A turno, lo hanno detto tutti: bisogna tornare a 18 squadre! Gravina, Lotito, Agnelli, Dal Pino, Galliani, Abete e moltissimi altri. Ma nemmeno l’emergenza delle emergenze, il Covid-19, è riuscito a fare il tanto agognato taglio: la Serie A a 18 squadre. Siamo molto in ritardo per questa riforma fondamentale, ma siamo davanti a uno dei più grossi totem da aggirare. Il calcio è in crisi e non ne fa mistero, lamentando ad ogni occasione il danno prodotto dalla pandemia, tra stadi chiusi, marketing giù a picco e diritti Tv bloccati, ma ciononostante non si riesce a fare nulla di concreto e si va avanti a 20 squadre.
Le ragioni sono molte, la principale è che nessuno vuole ridurre il numero perché c’è una pioggia di denaro che al momento sfama molte bocche. Esiste quindi una maggioranza in Lega che blocca sul nascere qualsiasi tentativo di riforma. Stare in Serie A garantisce oggi una quota minima di 30-40 milioni di contributi, mentre andare in B significa ridurre la quota a 6-7 milioni per club. C’è poi il cosiddetto paracadute, a chi retrocede vanno 25 milioni se si sono fatti almeno tre anni di Serie A. Ma non cambia la sostanza.
L’attuale format a 20 della Serie A è come un torneo di pugilato in cui si scontrano a random pesi massimi contro pesi mosca. Statistiche alla mano c’è una forbice di 70 punti circa tra la prima classificata e l’ultima. Un’enormità. Se fosse la Moto GP sarebbe come se il primo arrivato doppiasse l’ultimo 4 volte. Ridurre il numero di squadre non sarebbe sufficiente a bilanciare questa forbice ma sarebbe un primo passo, oltre ad avere altri risvolti. Parallelamente dovrebbe accadere lo stesso in B, perché anche lì ci sono 20 squadre e ormai da anni che le due serie sono troppo distanti tra loro in termini qualitativi. Nemmeno la serie C se la passa meglio.

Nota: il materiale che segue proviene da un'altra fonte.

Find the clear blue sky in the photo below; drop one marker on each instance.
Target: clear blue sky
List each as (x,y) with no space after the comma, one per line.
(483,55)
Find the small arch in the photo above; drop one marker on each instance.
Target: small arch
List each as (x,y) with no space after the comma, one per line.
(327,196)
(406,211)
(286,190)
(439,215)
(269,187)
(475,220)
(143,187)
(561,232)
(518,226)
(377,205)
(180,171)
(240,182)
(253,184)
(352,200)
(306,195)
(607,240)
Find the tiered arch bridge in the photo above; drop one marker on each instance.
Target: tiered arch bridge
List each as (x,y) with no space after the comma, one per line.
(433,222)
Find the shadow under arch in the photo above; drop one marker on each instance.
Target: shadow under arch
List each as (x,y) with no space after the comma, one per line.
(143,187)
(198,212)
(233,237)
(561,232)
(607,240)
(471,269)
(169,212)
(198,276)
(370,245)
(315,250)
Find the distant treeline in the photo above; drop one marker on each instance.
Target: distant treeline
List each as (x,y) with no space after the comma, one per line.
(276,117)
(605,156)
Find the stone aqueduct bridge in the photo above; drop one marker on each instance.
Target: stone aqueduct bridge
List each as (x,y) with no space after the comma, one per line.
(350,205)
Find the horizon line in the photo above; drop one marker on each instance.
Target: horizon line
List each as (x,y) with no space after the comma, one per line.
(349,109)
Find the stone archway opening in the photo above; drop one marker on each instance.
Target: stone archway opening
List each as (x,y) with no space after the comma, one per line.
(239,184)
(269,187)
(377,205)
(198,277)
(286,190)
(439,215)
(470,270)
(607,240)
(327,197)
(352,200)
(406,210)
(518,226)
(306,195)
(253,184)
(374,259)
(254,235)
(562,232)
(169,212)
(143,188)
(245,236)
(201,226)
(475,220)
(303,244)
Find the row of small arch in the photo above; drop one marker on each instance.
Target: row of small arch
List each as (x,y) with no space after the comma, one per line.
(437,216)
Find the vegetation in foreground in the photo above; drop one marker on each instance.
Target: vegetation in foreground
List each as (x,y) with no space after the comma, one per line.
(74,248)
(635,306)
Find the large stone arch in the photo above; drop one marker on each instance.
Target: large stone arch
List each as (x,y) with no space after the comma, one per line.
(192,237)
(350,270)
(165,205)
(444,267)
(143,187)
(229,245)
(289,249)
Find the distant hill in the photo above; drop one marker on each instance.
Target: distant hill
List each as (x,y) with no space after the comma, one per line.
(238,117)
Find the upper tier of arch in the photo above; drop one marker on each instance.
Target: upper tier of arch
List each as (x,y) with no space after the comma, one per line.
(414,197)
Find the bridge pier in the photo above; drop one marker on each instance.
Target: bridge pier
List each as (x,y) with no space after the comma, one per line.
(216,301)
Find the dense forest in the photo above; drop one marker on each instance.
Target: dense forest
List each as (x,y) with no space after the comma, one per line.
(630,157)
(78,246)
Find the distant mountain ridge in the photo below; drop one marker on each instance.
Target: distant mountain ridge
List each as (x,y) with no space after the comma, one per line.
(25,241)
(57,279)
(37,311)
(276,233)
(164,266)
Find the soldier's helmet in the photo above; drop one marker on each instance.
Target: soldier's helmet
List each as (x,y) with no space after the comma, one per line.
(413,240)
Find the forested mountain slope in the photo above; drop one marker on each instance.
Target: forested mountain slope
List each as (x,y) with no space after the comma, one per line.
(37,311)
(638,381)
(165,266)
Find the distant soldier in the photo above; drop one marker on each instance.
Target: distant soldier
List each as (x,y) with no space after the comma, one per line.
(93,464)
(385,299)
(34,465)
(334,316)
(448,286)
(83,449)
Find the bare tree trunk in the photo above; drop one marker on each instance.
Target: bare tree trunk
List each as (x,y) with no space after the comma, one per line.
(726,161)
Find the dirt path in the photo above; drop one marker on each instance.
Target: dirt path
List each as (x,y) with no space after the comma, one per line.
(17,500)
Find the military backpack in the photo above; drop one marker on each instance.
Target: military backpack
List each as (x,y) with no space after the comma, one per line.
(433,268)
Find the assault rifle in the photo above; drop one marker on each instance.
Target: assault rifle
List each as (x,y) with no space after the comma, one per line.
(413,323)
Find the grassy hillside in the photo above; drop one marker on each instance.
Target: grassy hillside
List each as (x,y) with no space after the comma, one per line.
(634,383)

Quando la nostra massima serie aveva 18 squadre c’erano anche ben 4 retrocessioni, 4 su 18 contro le attuali 3 su 20. È logico che nessuno voglia rinunciare a questa quota sicura, è una manna dal cielo, quindi si va avanti con questo pachiderma, lentissimo e zoppicante. È un sistema che si è fatto insostenibile, con calendari intasati in cui è impossibile pensare di recuperare anche una sola gara. E senza metterci di mezzo il maltempo, in tempi di Covid non è difficile immaginare che alcune gare possano dover essere recuperate, come si è visto fin qui.
Nel resto d’Europa, solo la Liga spagnola sembra avere lo stesso problema della serie A, mentre le altre massime serie hanno aperto un dibattito e inziato a programmare i tagli necessari, come la Premier League inglese e la Ligue 1 francese. La Germania dal canto suo è sempre rimasta a 18 squadre (guarda caso) e semmai pensano di tagliare addirittura a 16. C’è anche da capirle le medio-piccole che si oppongono in ogni modo per lo spauracchio della B e del tracollo finanziario, ma se una riforma non si avvia su tutto il sistema calcio finirà per crollare.
Forse, la spallata arriverà da fuori, perché se entro il 2024 (ma si pensa anche prima) dovesse partire la Super Champions allora il sistema non si reggerà più in piedi. Il problema è il tempo, e l’avvento del Covid era il momento perfetto per avviare il cambiamento. Perché una eventuale riforma non può riguardare ovviamente il campionato in corso, e nemmeno il successivo che deve essere quello di transizione tra le vecchie regole e le nuove. Quindi se anche lo approvassero oggi in Lega, se ne parlerebbe nel 2023. Insomma, mai.